L’homme assis là aux yeux qui fuient et cherchent. Sent-il comme nous le regardons ?
Non. Il ne voit que ce qu’il peut voir. Ses sens lui mentent. Il se trompe. Nous l’avons vu avancer dans un silence absolu, un silence l’étouffant. Le silence l’a fait sursauter, tandis qu’il avançait à pas minuscules comme reculant. Quelque chose le retient qu’il ne voit pas. Nous savons, nous. Sa réalité s’oppose à la nôtre et ne veut pas s’y confronter. La sienne est solitaire, tronquée, trébuchante. La nôtre est universelle, légale, léthale pour celui qui tente de s’y soustraire.

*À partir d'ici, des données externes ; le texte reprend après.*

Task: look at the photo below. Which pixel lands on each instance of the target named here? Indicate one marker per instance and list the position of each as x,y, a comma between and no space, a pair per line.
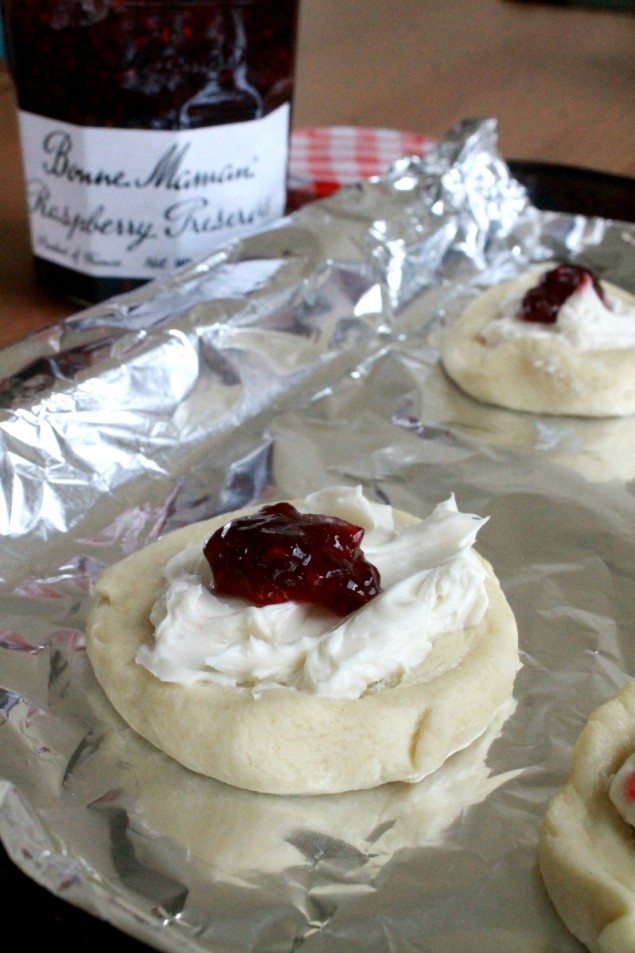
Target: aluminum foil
299,358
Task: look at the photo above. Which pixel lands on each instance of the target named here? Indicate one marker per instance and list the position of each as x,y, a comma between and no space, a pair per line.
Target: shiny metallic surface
299,358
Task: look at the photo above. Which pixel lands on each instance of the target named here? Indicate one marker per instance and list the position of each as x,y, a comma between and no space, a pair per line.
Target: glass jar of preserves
152,131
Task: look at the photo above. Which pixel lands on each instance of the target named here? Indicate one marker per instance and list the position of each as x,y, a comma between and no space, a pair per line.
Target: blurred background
558,77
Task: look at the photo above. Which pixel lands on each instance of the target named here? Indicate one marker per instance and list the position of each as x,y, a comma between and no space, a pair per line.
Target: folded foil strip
302,357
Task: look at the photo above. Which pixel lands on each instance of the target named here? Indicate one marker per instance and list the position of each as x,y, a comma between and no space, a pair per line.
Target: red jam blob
542,303
279,554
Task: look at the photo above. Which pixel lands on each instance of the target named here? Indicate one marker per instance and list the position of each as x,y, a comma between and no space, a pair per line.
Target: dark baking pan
564,188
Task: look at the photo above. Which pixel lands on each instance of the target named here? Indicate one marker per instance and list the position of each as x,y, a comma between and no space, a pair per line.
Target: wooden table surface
559,80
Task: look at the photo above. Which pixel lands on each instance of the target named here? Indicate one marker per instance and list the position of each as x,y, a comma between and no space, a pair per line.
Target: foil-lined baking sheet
299,358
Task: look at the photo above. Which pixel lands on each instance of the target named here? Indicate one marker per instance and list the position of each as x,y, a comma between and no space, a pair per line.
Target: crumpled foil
302,357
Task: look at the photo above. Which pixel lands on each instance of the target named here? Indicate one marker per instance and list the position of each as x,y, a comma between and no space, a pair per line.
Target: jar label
134,203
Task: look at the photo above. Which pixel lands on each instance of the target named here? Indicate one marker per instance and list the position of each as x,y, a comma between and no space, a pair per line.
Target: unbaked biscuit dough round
587,852
535,374
285,741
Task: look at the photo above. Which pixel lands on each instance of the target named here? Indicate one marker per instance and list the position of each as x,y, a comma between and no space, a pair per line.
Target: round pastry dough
587,852
284,741
535,374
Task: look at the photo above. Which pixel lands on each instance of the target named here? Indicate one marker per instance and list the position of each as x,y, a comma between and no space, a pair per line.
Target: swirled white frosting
432,584
617,791
583,321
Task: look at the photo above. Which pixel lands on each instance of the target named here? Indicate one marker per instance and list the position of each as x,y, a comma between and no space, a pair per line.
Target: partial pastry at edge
587,847
280,738
523,345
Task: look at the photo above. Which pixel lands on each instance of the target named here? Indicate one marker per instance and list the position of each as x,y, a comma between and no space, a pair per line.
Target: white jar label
138,202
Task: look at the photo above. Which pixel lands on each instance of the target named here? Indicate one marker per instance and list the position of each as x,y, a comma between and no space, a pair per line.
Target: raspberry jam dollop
278,555
542,303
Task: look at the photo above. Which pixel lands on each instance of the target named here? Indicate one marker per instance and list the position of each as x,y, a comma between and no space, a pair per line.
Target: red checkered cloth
324,159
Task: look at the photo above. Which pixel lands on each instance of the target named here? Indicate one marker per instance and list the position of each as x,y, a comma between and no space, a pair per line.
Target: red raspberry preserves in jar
542,303
278,555
158,65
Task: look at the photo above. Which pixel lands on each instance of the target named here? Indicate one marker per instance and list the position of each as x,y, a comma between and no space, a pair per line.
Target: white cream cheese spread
583,321
432,584
622,790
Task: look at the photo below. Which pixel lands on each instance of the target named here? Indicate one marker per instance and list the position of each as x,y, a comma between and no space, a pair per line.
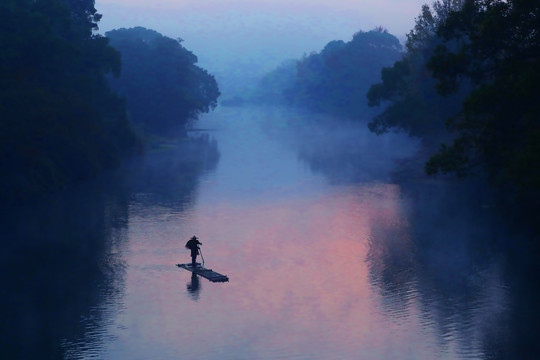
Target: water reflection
194,287
324,266
63,273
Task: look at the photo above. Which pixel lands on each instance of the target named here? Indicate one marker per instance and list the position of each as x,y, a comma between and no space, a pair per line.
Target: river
328,255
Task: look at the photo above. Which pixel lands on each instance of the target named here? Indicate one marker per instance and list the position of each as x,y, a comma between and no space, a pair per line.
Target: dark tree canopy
59,122
408,88
336,79
163,87
499,126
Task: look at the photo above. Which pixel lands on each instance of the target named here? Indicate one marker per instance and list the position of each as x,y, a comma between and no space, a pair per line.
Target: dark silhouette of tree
408,87
337,79
59,122
163,87
498,129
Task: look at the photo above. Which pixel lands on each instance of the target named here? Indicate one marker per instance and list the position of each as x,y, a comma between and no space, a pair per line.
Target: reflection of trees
170,174
448,259
61,256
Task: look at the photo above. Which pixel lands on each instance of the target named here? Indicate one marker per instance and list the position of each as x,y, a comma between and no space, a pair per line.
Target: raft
204,272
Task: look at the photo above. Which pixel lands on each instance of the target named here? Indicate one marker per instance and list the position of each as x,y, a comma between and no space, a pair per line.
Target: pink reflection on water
299,281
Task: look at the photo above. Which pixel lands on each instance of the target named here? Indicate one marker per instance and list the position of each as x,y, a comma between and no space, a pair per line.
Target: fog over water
238,41
326,260
336,245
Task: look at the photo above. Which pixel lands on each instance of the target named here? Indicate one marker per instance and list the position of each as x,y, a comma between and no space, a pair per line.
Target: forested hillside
473,65
334,80
164,88
59,122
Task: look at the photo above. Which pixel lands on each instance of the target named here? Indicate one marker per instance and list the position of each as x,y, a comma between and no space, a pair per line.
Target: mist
360,190
240,41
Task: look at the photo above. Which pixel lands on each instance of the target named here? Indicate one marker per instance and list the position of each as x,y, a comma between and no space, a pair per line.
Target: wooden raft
205,273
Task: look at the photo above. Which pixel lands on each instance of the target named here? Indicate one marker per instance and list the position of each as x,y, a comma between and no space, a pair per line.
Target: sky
240,40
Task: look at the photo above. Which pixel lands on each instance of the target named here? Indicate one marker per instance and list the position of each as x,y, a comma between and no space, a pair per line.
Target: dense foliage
408,88
499,126
59,122
163,87
336,79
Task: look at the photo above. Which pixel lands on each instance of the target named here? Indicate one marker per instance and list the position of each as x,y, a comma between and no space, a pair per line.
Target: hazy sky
240,38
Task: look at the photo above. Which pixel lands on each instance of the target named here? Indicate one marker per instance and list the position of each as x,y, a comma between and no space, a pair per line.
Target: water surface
328,256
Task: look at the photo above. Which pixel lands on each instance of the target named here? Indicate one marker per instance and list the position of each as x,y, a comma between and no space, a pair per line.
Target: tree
59,121
498,128
337,79
163,87
408,87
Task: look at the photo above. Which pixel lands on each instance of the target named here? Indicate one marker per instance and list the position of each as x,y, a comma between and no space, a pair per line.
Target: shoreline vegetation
466,85
70,99
74,104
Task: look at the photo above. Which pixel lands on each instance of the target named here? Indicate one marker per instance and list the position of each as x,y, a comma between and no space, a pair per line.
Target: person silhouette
193,245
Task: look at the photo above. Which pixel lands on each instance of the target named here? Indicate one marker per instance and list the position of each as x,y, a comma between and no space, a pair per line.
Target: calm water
328,256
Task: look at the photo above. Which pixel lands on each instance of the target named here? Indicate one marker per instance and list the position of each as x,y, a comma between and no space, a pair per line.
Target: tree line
466,84
471,78
67,111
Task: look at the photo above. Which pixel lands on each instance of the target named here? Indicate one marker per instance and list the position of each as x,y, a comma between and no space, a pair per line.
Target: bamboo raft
204,272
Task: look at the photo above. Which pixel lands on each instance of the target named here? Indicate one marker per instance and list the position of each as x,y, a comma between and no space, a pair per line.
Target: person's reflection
194,286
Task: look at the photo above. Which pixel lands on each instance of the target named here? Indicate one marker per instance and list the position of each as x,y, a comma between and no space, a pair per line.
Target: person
193,245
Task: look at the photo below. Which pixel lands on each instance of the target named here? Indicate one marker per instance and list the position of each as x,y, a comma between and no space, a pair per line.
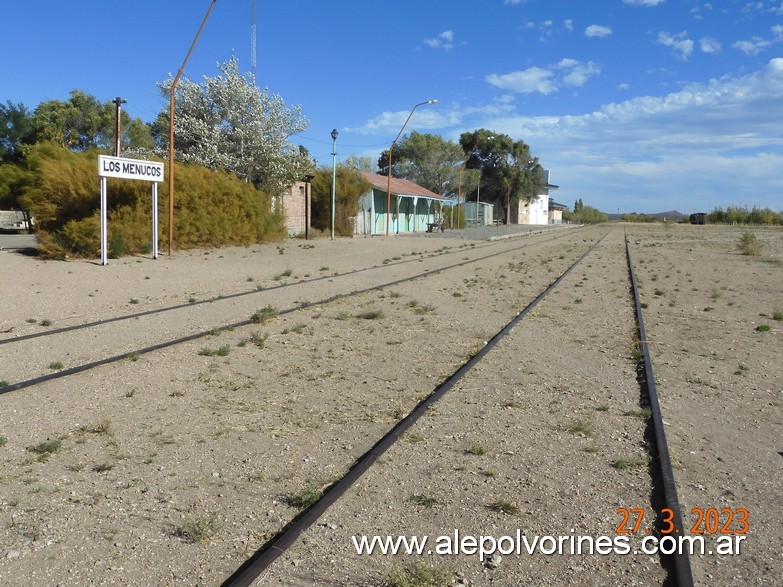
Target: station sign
129,168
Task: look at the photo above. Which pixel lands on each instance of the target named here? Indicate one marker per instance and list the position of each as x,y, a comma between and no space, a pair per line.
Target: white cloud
682,45
596,30
539,80
697,147
529,81
577,73
709,45
753,46
644,2
444,40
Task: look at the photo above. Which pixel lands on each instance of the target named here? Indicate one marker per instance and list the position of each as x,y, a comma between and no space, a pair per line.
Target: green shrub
211,208
750,245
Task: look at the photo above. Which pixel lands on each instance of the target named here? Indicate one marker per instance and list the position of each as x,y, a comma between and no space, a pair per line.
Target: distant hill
670,215
660,216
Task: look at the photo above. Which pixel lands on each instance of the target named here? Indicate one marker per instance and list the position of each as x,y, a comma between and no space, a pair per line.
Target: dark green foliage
62,191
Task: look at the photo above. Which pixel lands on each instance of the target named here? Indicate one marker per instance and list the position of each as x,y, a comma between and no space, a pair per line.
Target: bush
212,208
749,245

Nous avons les réponses à la moindre de ses questions. Nous connaissons le chien, qui tous les matins passe ici : 10 heures et 30 minutes. Son maître est assis de l’autre côté de l’avenue, à l’ombre d’un arbre. Casquette, lunettes, salopette respectivement noire, noires, noire. Un Pinscher nain, le chien, vieux chien, nous le savons car l’histoire se raconte de nous-à-nous, comme un savoir précieux qu’il faut perpétrer, entre nous seulement : qu’il promène, sans doute l’inverse, chaque jour, chaque matin, ici d’abord, le long des résurgences de la rivière ensuite, aménagée – trame bleue – qui relie l’eau à l’eau, l’humide à l’humide, le frais au frais, le liquide au liquide, qui sillonne et invite les vivants à suivre son cours, réseau aqueux, sanguin, d’un cœur battant le système. Un Pinscher nain, qui chaque matin cherche d’ici les rats, bénit les marches que lui l’homme et chaque autre ont foulé, foulent, fouleront tant que l’homme sera homme, tant que nous veillerons à ce que l’homme avance, s’assoie, se lève, parle, réponde, regarde, se taise, reparte et revienne. Il n’a pas vu l’œil du chien, hargneux l’œil qui de chaque visage entrant ausculte les fissures, les rides, les plis où se terre une autre histoire, celle qui ne se dit pas, celle qui s’extirpe uniquement entre nos mains. De ce rite nous aimons la persistance, la puissance régulière, horloge du monde soumis. Du chien nain, le rite. Du silence, le rite. Noble maison que nous tenons, l’accueille, lui offre séant, attention et patience sur le banc assis.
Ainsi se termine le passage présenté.